The male sujects had lower enterovirus antibody levels than the female subjects. Reduced antibody levels in male subjects suggests that their immune response is weaker than in female subjects, and this could be connected with the higher risk of severe complications of enterovirus infections such as meningitis or carditis in male subjects than in female subjects [23]. In some areas, like in Sardinia, there is a consideraby higher incidence of Type 1 diabetes in male subjects compared with female subjects, but in many areas incidences are equal between the sexes [24].

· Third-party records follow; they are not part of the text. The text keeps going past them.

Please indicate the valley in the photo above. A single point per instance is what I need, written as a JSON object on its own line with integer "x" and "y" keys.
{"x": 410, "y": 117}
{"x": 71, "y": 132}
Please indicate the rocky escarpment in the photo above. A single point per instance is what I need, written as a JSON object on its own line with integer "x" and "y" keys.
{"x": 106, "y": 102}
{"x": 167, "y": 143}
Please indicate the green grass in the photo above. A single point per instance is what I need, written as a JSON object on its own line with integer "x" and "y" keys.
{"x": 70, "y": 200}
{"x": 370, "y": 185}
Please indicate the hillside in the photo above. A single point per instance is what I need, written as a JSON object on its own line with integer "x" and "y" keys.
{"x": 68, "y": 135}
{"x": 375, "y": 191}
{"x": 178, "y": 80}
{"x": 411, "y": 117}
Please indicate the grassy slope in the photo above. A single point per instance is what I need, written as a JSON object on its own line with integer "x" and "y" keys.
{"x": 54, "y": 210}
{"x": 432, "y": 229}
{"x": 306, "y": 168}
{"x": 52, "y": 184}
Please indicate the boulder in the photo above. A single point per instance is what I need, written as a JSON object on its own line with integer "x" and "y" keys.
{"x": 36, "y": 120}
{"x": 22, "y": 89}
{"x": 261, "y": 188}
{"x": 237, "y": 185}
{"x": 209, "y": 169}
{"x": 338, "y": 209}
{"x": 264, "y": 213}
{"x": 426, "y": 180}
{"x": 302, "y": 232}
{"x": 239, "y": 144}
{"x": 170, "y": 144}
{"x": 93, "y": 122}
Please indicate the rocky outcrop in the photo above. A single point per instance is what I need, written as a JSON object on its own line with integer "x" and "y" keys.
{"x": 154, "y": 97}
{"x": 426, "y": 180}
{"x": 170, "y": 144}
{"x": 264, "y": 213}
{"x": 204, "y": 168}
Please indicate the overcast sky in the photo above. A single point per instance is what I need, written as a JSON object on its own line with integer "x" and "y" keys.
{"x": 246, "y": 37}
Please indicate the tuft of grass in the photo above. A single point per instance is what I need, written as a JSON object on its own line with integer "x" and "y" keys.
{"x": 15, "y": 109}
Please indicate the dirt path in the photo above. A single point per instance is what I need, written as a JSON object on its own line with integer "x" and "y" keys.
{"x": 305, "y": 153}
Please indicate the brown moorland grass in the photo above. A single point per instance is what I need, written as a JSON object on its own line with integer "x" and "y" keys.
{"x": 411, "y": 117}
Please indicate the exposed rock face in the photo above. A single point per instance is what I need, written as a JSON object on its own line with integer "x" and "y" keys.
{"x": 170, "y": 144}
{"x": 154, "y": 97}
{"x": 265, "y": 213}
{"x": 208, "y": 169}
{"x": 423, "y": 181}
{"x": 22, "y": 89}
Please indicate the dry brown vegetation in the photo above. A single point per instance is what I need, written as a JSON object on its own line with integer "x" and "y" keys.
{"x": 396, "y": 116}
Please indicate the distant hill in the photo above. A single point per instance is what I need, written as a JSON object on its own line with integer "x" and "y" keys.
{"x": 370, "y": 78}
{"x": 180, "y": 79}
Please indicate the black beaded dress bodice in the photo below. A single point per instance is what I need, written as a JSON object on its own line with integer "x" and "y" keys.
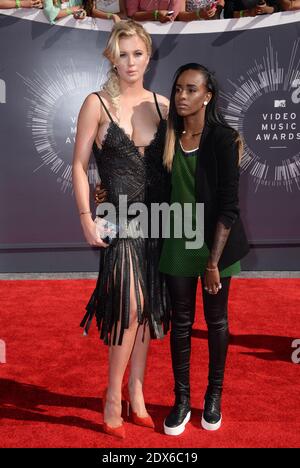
{"x": 123, "y": 170}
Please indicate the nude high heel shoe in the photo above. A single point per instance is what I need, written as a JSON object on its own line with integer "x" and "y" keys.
{"x": 118, "y": 431}
{"x": 146, "y": 421}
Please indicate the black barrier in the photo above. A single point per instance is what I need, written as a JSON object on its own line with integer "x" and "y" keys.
{"x": 47, "y": 71}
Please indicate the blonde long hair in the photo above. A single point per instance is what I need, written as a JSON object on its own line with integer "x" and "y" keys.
{"x": 122, "y": 29}
{"x": 212, "y": 115}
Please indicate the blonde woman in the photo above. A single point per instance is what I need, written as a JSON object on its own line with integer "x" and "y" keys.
{"x": 202, "y": 153}
{"x": 57, "y": 9}
{"x": 105, "y": 9}
{"x": 124, "y": 124}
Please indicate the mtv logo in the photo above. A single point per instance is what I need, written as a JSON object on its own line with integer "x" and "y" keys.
{"x": 2, "y": 352}
{"x": 280, "y": 103}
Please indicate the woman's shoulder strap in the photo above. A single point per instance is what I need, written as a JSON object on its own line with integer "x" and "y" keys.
{"x": 157, "y": 106}
{"x": 104, "y": 106}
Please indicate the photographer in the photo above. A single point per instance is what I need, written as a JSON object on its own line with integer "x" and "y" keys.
{"x": 243, "y": 8}
{"x": 56, "y": 9}
{"x": 201, "y": 10}
{"x": 105, "y": 9}
{"x": 290, "y": 5}
{"x": 163, "y": 11}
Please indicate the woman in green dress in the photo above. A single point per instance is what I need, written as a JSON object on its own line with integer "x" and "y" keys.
{"x": 202, "y": 153}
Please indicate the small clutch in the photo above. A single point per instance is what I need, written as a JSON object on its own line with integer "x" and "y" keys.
{"x": 106, "y": 230}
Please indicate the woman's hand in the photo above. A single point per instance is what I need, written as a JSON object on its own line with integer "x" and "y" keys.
{"x": 79, "y": 13}
{"x": 212, "y": 282}
{"x": 91, "y": 233}
{"x": 163, "y": 16}
{"x": 115, "y": 18}
{"x": 100, "y": 194}
{"x": 31, "y": 4}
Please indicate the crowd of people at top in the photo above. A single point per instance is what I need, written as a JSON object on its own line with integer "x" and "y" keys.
{"x": 162, "y": 11}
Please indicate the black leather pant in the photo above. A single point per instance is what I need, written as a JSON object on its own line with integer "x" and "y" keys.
{"x": 183, "y": 299}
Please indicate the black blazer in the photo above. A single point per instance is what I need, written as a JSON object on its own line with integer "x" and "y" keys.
{"x": 217, "y": 186}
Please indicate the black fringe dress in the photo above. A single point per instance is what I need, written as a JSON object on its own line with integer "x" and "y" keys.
{"x": 123, "y": 170}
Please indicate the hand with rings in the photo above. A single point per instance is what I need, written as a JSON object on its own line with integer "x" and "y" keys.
{"x": 219, "y": 286}
{"x": 212, "y": 282}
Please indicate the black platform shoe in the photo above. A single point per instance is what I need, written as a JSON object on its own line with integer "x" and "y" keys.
{"x": 175, "y": 422}
{"x": 211, "y": 416}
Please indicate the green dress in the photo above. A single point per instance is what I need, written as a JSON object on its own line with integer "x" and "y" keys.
{"x": 175, "y": 258}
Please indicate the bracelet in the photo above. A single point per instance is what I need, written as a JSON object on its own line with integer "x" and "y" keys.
{"x": 211, "y": 269}
{"x": 85, "y": 212}
{"x": 155, "y": 14}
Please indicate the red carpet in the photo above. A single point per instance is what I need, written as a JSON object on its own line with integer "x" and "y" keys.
{"x": 52, "y": 382}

In conclusion, our study indicates that children with HLA-DR risk alleles for Type 1 diabetes do not have a defect in their humoral immune responsiveness to enterovirus antigens which would make these children more susceptible to enterovirus infections. In contrast, the high-risk HLA-DR alleles were associated with strong immune responsiveness and protective alleles with a weak responsiveness against enterovirus antigens. This phenomenon could have pathogenetic significance e.g. by exaggerating immune pathology and cell damage in pancreatic islets in enterovirus-infected subjects who are positive for these HLA-DR alleles associated with diabetes. In addition, the study suggests that both HLA and sex are possible confounding factors in studies comparing enterovirus specific antibodies between patients with Type 1 diabetes and non-diabetic control subjects. Thus diabetic and control subjects should be matched for HLA and sex, when the role of enteroviruses is analysed in the pathogenesis of Type 1 diabetes using serological methods. This kind of matching has been done, e.g. in the prospective Finnish DIPP study [2].